Requires Python ≥ 3.9.

Install the lightweight core package when you want typed metadata, query helpers, crawl/auth utilities, or raw feature rows without pulling in pandas, geopandas, or pyogrio:

pip install restgdf

Base-install capabilities include:

  • typed pydantic response models like LayerMetadata and CrawlReport
  • FeatureLayer.from_url, .metadata, .count, and .get_oids()
  • single-field get_unique_values() queries
  • raw feature dictionaries via FeatureLayer.stream_features() / stream_rows() (deprecated row_dict_generator() still works)
  • Directory crawling and ArcGISTokenSession authentication helpers

Install the geo extra for GeoDataFrame and pandas-backed workflows:

pip install "restgdf[geo]"

restgdf[geo] adds:

  • FeatureLayer.get_gdf() / deprecated getgdf()
  • FeatureLayer.sample_gdf() and head_gdf()
  • FeatureLayer.fieldtypes
  • pandas-backed helpers like get_value_counts() and get_nested_count()
  • low-level restgdf.utils.getgdf helpers

Treat the split above as the stable dependency boundary: geo-enabled environments should depend on restgdf[geo] explicitly. See MIGRATION.md for the full 1.x → 2.0 rewrite table and upgrade recipes.

Light-core usage

import asyncio

from aiohttp import ClientSession

from restgdf import FeatureLayer


beaches_url = r"https://maps1.vcgov.org/arcgis/rest/services/Beaches/MapServer/6"


async def main():
    async with ClientSession() as session:
        beaches = await FeatureLayer.from_url(beaches_url, session=session)
        cities = await beaches.get_unique_values("CITY")

        first_rows = []
        async for row in beaches.stream_rows(data={"outFields": "CITY,STATE"}):
            first_rows.append(row)
            if len(first_rows) == 2:
                break

    return beaches.count, beaches.metadata.max_record_count, cities[:3], first_rows


count, max_record_count, cities, first_rows = asyncio.run(main())
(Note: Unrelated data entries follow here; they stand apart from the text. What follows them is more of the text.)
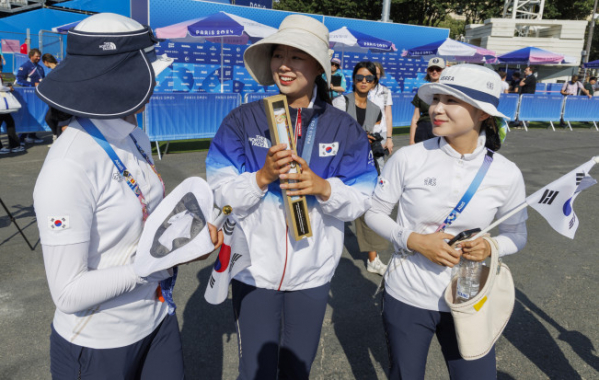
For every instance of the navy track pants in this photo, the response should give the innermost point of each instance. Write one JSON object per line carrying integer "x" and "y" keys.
{"x": 156, "y": 357}
{"x": 278, "y": 331}
{"x": 409, "y": 333}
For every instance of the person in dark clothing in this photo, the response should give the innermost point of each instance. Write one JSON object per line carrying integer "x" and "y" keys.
{"x": 30, "y": 74}
{"x": 528, "y": 85}
{"x": 514, "y": 83}
{"x": 421, "y": 128}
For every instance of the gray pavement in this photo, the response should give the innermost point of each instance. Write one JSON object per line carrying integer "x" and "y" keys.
{"x": 553, "y": 332}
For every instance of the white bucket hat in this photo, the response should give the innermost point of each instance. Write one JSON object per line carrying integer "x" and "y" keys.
{"x": 301, "y": 32}
{"x": 475, "y": 85}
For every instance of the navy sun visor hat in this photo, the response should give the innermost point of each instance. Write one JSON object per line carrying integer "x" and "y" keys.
{"x": 109, "y": 71}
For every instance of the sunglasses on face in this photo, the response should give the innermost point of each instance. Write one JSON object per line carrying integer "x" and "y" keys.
{"x": 369, "y": 78}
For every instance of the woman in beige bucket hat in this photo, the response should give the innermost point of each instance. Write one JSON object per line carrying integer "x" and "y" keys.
{"x": 442, "y": 186}
{"x": 280, "y": 300}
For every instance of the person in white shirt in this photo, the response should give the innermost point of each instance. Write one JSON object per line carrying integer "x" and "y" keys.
{"x": 505, "y": 87}
{"x": 92, "y": 198}
{"x": 428, "y": 183}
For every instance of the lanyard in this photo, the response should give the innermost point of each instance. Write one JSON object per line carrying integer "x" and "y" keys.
{"x": 94, "y": 132}
{"x": 462, "y": 203}
{"x": 164, "y": 292}
{"x": 310, "y": 135}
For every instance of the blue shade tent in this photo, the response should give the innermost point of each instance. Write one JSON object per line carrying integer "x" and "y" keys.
{"x": 350, "y": 38}
{"x": 451, "y": 50}
{"x": 592, "y": 65}
{"x": 531, "y": 55}
{"x": 120, "y": 7}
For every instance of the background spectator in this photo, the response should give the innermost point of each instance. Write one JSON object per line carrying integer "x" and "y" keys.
{"x": 338, "y": 85}
{"x": 49, "y": 61}
{"x": 505, "y": 87}
{"x": 573, "y": 87}
{"x": 421, "y": 128}
{"x": 30, "y": 74}
{"x": 381, "y": 96}
{"x": 13, "y": 139}
{"x": 515, "y": 82}
{"x": 528, "y": 85}
{"x": 590, "y": 85}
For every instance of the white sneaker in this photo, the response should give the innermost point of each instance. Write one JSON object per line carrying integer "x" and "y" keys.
{"x": 376, "y": 266}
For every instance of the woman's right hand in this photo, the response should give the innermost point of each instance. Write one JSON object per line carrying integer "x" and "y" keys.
{"x": 434, "y": 247}
{"x": 277, "y": 162}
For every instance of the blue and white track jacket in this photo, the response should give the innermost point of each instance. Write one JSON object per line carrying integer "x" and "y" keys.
{"x": 341, "y": 155}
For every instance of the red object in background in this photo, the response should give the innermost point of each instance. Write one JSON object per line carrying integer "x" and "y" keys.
{"x": 10, "y": 46}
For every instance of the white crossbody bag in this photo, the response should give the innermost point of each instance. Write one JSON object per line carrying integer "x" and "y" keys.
{"x": 480, "y": 321}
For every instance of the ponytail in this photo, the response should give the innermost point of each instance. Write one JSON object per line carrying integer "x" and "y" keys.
{"x": 490, "y": 127}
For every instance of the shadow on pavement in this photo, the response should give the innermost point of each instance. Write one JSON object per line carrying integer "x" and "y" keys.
{"x": 204, "y": 328}
{"x": 526, "y": 332}
{"x": 357, "y": 315}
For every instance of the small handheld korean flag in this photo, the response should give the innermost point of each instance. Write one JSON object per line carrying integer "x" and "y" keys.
{"x": 232, "y": 258}
{"x": 555, "y": 202}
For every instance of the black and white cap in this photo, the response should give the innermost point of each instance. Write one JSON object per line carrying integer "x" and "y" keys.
{"x": 436, "y": 62}
{"x": 109, "y": 71}
{"x": 473, "y": 84}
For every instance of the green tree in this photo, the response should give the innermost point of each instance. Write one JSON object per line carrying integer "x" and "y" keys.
{"x": 568, "y": 10}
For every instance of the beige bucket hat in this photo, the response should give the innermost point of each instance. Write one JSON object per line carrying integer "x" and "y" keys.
{"x": 298, "y": 31}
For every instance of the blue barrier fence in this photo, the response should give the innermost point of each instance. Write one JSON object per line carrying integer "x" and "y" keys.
{"x": 31, "y": 116}
{"x": 187, "y": 116}
{"x": 540, "y": 107}
{"x": 541, "y": 88}
{"x": 508, "y": 105}
{"x": 402, "y": 109}
{"x": 581, "y": 108}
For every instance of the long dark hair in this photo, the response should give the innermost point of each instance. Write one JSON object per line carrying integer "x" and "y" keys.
{"x": 491, "y": 129}
{"x": 364, "y": 65}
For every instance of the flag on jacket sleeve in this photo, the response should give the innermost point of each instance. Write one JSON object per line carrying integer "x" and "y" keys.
{"x": 555, "y": 202}
{"x": 232, "y": 258}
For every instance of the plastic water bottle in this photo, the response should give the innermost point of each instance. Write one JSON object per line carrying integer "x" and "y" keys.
{"x": 468, "y": 284}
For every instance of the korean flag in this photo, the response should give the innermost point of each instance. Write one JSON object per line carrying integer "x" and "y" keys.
{"x": 555, "y": 201}
{"x": 329, "y": 149}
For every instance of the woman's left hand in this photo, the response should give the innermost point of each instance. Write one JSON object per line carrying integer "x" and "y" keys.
{"x": 475, "y": 250}
{"x": 389, "y": 145}
{"x": 308, "y": 183}
{"x": 217, "y": 238}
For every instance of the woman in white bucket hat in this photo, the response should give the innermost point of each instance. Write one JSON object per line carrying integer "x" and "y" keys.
{"x": 434, "y": 185}
{"x": 280, "y": 300}
{"x": 93, "y": 195}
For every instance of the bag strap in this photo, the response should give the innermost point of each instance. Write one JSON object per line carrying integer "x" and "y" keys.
{"x": 463, "y": 202}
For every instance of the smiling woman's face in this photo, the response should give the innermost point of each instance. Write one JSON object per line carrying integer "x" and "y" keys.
{"x": 452, "y": 117}
{"x": 294, "y": 73}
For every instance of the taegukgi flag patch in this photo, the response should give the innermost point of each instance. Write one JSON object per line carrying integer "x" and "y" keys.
{"x": 57, "y": 223}
{"x": 329, "y": 149}
{"x": 382, "y": 182}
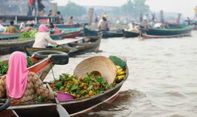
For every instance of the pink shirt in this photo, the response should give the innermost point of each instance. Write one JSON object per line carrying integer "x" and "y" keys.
{"x": 42, "y": 39}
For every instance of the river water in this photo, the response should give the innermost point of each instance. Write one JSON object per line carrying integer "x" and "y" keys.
{"x": 162, "y": 80}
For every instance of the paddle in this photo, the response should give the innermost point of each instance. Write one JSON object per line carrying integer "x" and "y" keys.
{"x": 60, "y": 109}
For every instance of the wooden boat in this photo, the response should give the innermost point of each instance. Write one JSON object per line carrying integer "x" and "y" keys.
{"x": 42, "y": 66}
{"x": 73, "y": 47}
{"x": 89, "y": 32}
{"x": 112, "y": 33}
{"x": 171, "y": 31}
{"x": 130, "y": 34}
{"x": 73, "y": 107}
{"x": 6, "y": 36}
{"x": 68, "y": 26}
{"x": 105, "y": 34}
{"x": 9, "y": 46}
{"x": 63, "y": 35}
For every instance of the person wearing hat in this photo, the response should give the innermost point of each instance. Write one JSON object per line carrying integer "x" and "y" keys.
{"x": 11, "y": 28}
{"x": 103, "y": 24}
{"x": 21, "y": 85}
{"x": 42, "y": 38}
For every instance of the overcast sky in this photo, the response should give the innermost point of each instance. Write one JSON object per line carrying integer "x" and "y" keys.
{"x": 183, "y": 6}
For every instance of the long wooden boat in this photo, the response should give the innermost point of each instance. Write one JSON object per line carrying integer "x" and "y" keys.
{"x": 73, "y": 47}
{"x": 64, "y": 35}
{"x": 112, "y": 33}
{"x": 42, "y": 66}
{"x": 73, "y": 107}
{"x": 9, "y": 46}
{"x": 89, "y": 32}
{"x": 171, "y": 31}
{"x": 128, "y": 34}
{"x": 68, "y": 26}
{"x": 6, "y": 36}
{"x": 105, "y": 34}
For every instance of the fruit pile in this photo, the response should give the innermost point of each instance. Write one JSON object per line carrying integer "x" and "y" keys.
{"x": 4, "y": 66}
{"x": 91, "y": 84}
{"x": 28, "y": 34}
{"x": 88, "y": 86}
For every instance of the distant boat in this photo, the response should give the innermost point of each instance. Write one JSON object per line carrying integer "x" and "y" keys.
{"x": 105, "y": 34}
{"x": 171, "y": 31}
{"x": 72, "y": 47}
{"x": 9, "y": 46}
{"x": 128, "y": 34}
{"x": 6, "y": 36}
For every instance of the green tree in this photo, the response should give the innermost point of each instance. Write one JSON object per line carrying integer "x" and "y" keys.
{"x": 133, "y": 8}
{"x": 72, "y": 9}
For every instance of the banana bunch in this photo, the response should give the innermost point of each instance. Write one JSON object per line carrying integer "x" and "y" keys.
{"x": 120, "y": 74}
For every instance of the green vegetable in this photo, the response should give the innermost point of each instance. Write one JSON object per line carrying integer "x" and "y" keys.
{"x": 81, "y": 87}
{"x": 58, "y": 85}
{"x": 40, "y": 99}
{"x": 117, "y": 61}
{"x": 4, "y": 66}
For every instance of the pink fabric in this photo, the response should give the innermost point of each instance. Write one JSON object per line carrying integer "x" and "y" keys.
{"x": 42, "y": 28}
{"x": 17, "y": 74}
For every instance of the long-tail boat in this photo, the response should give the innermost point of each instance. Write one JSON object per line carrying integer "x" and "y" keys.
{"x": 73, "y": 107}
{"x": 64, "y": 35}
{"x": 105, "y": 34}
{"x": 73, "y": 47}
{"x": 167, "y": 32}
{"x": 6, "y": 36}
{"x": 128, "y": 34}
{"x": 9, "y": 46}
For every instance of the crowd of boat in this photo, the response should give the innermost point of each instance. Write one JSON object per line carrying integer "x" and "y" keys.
{"x": 73, "y": 40}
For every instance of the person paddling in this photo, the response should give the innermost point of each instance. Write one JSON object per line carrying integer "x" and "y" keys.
{"x": 21, "y": 85}
{"x": 42, "y": 38}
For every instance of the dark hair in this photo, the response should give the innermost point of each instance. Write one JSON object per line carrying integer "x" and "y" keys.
{"x": 58, "y": 12}
{"x": 11, "y": 22}
{"x": 104, "y": 19}
{"x": 51, "y": 25}
{"x": 31, "y": 25}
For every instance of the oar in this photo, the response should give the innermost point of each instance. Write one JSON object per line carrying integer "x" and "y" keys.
{"x": 60, "y": 109}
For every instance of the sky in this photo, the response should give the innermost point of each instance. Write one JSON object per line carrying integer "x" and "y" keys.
{"x": 186, "y": 7}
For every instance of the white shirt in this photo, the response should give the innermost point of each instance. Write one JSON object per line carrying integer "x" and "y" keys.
{"x": 42, "y": 39}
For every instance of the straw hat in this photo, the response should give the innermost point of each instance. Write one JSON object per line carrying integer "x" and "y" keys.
{"x": 100, "y": 64}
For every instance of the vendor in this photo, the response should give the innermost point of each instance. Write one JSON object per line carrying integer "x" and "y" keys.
{"x": 11, "y": 28}
{"x": 103, "y": 24}
{"x": 21, "y": 85}
{"x": 42, "y": 38}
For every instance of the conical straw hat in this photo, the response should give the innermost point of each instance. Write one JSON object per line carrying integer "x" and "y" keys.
{"x": 100, "y": 64}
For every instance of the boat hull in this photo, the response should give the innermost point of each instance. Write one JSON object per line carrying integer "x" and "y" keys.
{"x": 9, "y": 46}
{"x": 128, "y": 34}
{"x": 167, "y": 33}
{"x": 73, "y": 48}
{"x": 74, "y": 107}
{"x": 4, "y": 36}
print(count, max_record_count)
print(cities)
print(first_rows[0])

Streaming

FeatureLayer exposes ArcGIS pagination as three async generators so you can process millions of rows without buffering them in memory. The on_truncation knob controls what happens when the server caps a page at maxRecordCount: "raise" (default), "ignore" (log + continue), or "split" (bisect by object-id and retry, up to depth 32).

import asyncio

from aiohttp import ClientSession

from restgdf import FeatureLayer


zipcodes_url = "https://services.arcgis.com/P3ePLMYs2RVChkJx/ArcGIS/rest/services/USA_ZIP_Codes_2016/FeatureServer/0"


async def main():
    async with ClientSession() as session:
        oh = await FeatureLayer.from_url(
            zipcodes_url,
            where="STATE = 'OH'",
            session=session,
        )

        # 1. Feature dicts, one per row (base install)
        first_feature = None
        async for feature in oh.stream_features(on_truncation="split"):
            first_feature = feature
            break

        # 2. Per-page batches, preserving ArcGIS page boundaries
        page_sizes = []
        async for batch in oh.stream_feature_batches(order="request"):
            page_sizes.append(len(batch))
            if len(page_sizes) == 3:
                break

        # 3. GeoDataFrame chunks (requires `restgdf[geo]`; note that
        # stream_gdf_chunks does *not* accept on_truncation / order /
        # max_concurrent_pages — it yields in completion order).
        chunk_shapes = []
        async for chunk in oh.stream_gdf_chunks():
            chunk_shapes.append(chunk.shape)
            if len(chunk_shapes) == 2:
                break

    return first_feature, page_sizes, chunk_shapes


first_feature, page_sizes, chunk_shapes = asyncio.run(main())

See the streaming recipe for the full matrix of on_truncation, order, and max_concurrent_pages combinations on the iter_pages-based shapes (stream_features, stream_feature_batches, stream_rows).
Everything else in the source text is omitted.